Now, let's calculate the t-value using the formula:

$ t = \frac{{\bar{d}}}{{\frac{s_d}{\sqrt{n}}}} $

$ t = \frac{{4.78}}{{\frac{9.11}{\sqrt{9}}}} $

$ t = \frac{{4.78}}{{\frac{9.11}{3}}} $

$ t = \frac{{4.78}}{{3.037}} $

$ t \approx 1.57 $

Now, we need to find the critical value from the t-distribution table with 8 degrees of freedom (since $ n = 9 $) at a 5% level of significance.

Looking up in the table, the critical value is approximately 2.306.
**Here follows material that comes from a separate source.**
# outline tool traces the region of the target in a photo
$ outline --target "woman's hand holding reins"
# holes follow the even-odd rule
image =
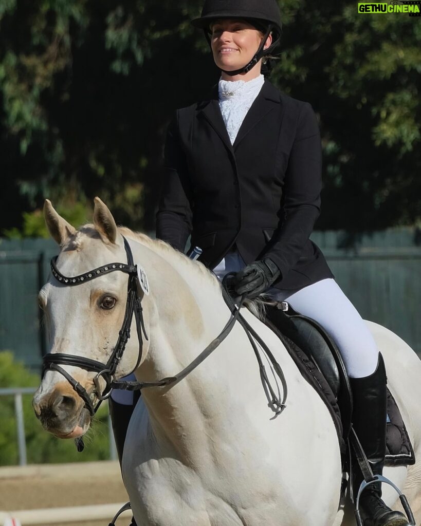
[[[253,261],[237,272],[233,280],[234,290],[239,296],[256,298],[280,276],[280,271],[269,258]]]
![Table_t-distribution](images/Table_t-distribution.png)

Since the calculated t-value (1.57) is less than the critical value (2.306), we fail to reject the null hypothesis.

Conclusion: There is insufficient evidence to conclude that there is a significant difference in the test scores after the training program at a 5% level of significance.